Carlos Menem’s ten-year Argentine presidency from 1989 to 1999 also had a strongly neoliberal approach to the state, cutting back significantly on public spending, removing government ministries, and privatizing key industries. The economic shock that followed in 2001 was popularly attributed to his policies and brought about a political realignment.

The administrations of Collor and Menem were also plagued by corruption scandals of their own. In the case of Collor, they became becoming synonymous with his government. This may go to show how shallow the anti-corruption narrative often proves to be.

Figures like Milei and Bolsonaro now oppose the supposedly too powerful states that Argentine and Brazilian governments built up during the 2000s. With the rise of the international alt-right and the polarization of politics since the time of Collor and Menem, this neoliberal rhetoric contains a much more nationalistic and ethnoreligious admixture than before. At one and the same time, the nation is held up as the highest standard while the state is reviled.

Uncertain Prospects

Milei will take office on December 10. For all the radicalism of his rhetoric, he has already tempered his approach on many issues. Initially hostile towards having Brazil’s president Lula attend the inauguration, he has now changed his public stance and is encouraging the head of state of Argentina’s largest trading partner to be present.

Milei has also started referring in more cordial tones to other world leaders whom he previously insulted as “imbeciles” (Pope Francis) or “communists” (Joe Biden). It seems evident that winning on the campaign trail and governing a nation will prove to be vastly different experiences, just as was the case with Bolsonaro.

Milei has to contend with another major problem as well: the lack of political support within Argentina’s congress.
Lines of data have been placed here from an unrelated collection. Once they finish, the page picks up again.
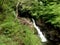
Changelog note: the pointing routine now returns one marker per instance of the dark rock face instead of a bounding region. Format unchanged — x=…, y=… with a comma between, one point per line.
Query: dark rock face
x=51, y=33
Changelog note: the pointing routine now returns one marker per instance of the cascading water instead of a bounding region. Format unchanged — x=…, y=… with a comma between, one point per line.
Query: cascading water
x=43, y=39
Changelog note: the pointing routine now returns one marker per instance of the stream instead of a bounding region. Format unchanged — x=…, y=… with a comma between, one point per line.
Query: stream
x=40, y=34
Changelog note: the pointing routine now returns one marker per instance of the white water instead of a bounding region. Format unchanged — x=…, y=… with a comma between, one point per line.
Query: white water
x=43, y=39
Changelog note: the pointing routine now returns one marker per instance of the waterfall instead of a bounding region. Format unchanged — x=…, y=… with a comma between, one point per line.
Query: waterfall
x=40, y=34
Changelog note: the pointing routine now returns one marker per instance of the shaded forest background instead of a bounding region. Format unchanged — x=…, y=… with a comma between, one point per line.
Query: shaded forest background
x=12, y=32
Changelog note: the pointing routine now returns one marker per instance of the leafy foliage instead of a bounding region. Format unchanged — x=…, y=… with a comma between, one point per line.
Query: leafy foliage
x=11, y=31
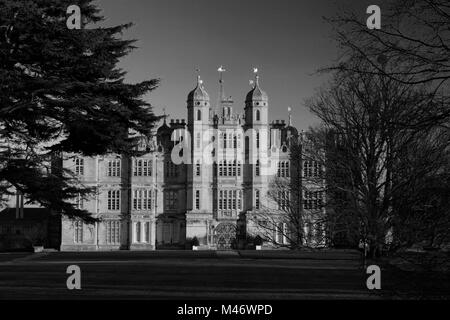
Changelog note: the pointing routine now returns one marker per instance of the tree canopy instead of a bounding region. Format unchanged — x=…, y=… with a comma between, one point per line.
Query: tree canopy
x=62, y=92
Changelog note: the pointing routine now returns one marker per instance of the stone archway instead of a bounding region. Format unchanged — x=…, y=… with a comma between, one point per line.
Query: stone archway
x=225, y=236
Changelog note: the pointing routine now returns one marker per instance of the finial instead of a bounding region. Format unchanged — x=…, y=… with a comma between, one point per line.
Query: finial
x=255, y=71
x=164, y=111
x=290, y=116
x=199, y=80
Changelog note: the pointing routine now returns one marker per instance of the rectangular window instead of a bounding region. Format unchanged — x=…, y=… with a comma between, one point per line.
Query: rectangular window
x=79, y=166
x=113, y=232
x=171, y=200
x=80, y=202
x=142, y=199
x=257, y=200
x=197, y=199
x=114, y=168
x=142, y=167
x=138, y=231
x=147, y=232
x=313, y=200
x=114, y=200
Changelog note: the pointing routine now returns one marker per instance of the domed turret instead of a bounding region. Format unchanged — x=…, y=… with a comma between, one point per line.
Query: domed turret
x=256, y=104
x=199, y=93
x=256, y=94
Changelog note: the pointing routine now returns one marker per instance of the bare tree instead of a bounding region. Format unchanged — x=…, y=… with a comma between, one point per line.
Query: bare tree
x=414, y=37
x=372, y=120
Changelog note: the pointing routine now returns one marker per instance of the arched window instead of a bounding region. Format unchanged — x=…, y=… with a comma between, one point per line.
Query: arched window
x=257, y=140
x=225, y=166
x=138, y=232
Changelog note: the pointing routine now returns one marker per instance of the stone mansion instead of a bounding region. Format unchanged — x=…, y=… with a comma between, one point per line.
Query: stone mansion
x=153, y=201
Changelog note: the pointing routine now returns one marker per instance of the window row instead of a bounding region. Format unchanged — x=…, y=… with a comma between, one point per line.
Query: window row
x=311, y=169
x=112, y=232
x=230, y=200
x=142, y=168
x=142, y=199
x=283, y=169
x=230, y=168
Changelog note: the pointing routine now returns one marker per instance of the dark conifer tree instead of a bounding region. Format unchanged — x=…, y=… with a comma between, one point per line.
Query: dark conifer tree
x=61, y=91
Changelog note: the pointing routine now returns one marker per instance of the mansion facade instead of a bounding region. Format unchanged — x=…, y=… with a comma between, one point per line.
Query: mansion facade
x=197, y=181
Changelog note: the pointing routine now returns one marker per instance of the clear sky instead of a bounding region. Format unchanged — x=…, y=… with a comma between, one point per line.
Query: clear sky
x=287, y=40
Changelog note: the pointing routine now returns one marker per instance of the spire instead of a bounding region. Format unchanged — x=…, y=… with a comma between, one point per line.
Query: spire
x=164, y=111
x=290, y=116
x=221, y=70
x=255, y=71
x=199, y=80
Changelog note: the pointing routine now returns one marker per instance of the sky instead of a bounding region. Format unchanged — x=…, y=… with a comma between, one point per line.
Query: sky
x=287, y=40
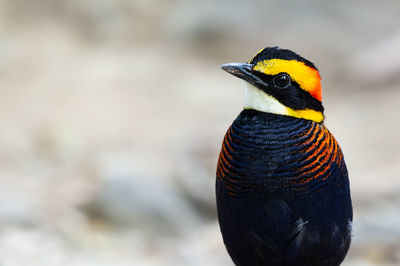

When his Brazilian counterpart won the presidency in 2018, he was accompanied by a record number of far-right politicians who backed his agenda.

Even so, Bolsonaro could not gather the necessary legislative support and resorted to a form of improvised semi-parliamentarism, bestowing wide discretion and authority upon congress if the majority of its members supported his measures. Milei is starting off with less support from members of Argentina’s national assembly, and it remains to be seen whether this political outsider will manage to implement any of his promises.